Want to kiss? Yes. Then let's kiss.
By Sunjammer 20 Comments
Been playing a bunch of DA:O recently, and for the most part; Giant, effing high five Bioware. It's been a long long time since i enjoyed a party based RPG this much, and it really does feel like it harks back to the BG2 days. The world struck me as hopelessly generic at first, but it's coming into its own, particularly with the notion of the Fade.
The only thing that really bothers me with it right now is the whole weird sorta-creepy relationship stuff. On one hand, it feels hilariously awesome to see such transparent dating game nonsense in such a big budget high profile release, but on the other it feels disappointing to have Bioware create these massive characters to get to know, and boil down the process of getting to know them into manipulating what's essentially a progress bar. As getting closer to a character has real game benefits in terms of upgrades and such, you want to get that bar as far right as possible; It's only natural as a player. So instead of gradually getting to know these characters over time, like BG2 did for instance, you can for the most part simply go to camp, spam gifts on a character and save/reload conversations to optimize your "score". It reduces well written characters to machines you can manipulate. That the peak of a relationship tends to be an awkward dry humping session set to this overbearing epic "romance theme" doesn't help either.

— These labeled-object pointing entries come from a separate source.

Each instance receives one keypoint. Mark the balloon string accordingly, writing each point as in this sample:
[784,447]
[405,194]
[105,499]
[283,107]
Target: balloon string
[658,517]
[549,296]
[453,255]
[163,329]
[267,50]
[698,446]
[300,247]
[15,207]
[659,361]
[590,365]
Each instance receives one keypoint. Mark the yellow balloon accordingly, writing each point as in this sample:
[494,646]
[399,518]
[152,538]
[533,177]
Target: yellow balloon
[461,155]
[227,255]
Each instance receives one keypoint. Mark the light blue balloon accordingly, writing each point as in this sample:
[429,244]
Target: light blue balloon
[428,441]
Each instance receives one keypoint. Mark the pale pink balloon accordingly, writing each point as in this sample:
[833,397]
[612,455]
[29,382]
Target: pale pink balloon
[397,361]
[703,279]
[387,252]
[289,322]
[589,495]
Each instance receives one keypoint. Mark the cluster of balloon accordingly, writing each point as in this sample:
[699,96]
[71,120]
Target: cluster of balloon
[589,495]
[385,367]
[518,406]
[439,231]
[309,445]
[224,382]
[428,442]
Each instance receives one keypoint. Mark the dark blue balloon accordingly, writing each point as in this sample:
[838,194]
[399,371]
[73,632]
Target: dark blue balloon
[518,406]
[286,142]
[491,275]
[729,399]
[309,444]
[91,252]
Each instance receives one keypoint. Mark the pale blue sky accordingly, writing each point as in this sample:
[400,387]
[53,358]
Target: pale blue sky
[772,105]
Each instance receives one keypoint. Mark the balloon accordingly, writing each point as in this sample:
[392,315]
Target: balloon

The funny thing is, this really influenced the way i role played my character. I went in wanting to be all goodie two shoes and help everybody, like i always have. However, now, a little over 20 hours in, i'm a lying, cheating, conniving, manipulative bastard, who will HELP DEMONS to get the best out of every deal.
This is actually pretty cool. It's literally a new perspective for me as an RPG player. Where i was previously absolutely incapable of being mean to anyone in Fallout 3, i will do the meanest shit to ANYONE for kicks in DA:O, because the role-play aspect of the game feels like a machine to mess around with, and not a world in which my actions are judged.
But cool or not, it feels like Bioware are selling themselves short. All this depth and all this dialog, and it's all reduced to a graphs and numbers.
I feel like a lot of this could have been changed around simply by hiding the numbers. If you'd hid for me the effects of a conversation, i'd feel less inclined to retry them and optimize their results. If i didn't have that bar to look at, i'd rather have to read a character's opinion of me out of their behavior. I wish this was an option.
How about the rest of you; feel like DA:O's roleplay aspect plays out differently than other recent RPGs?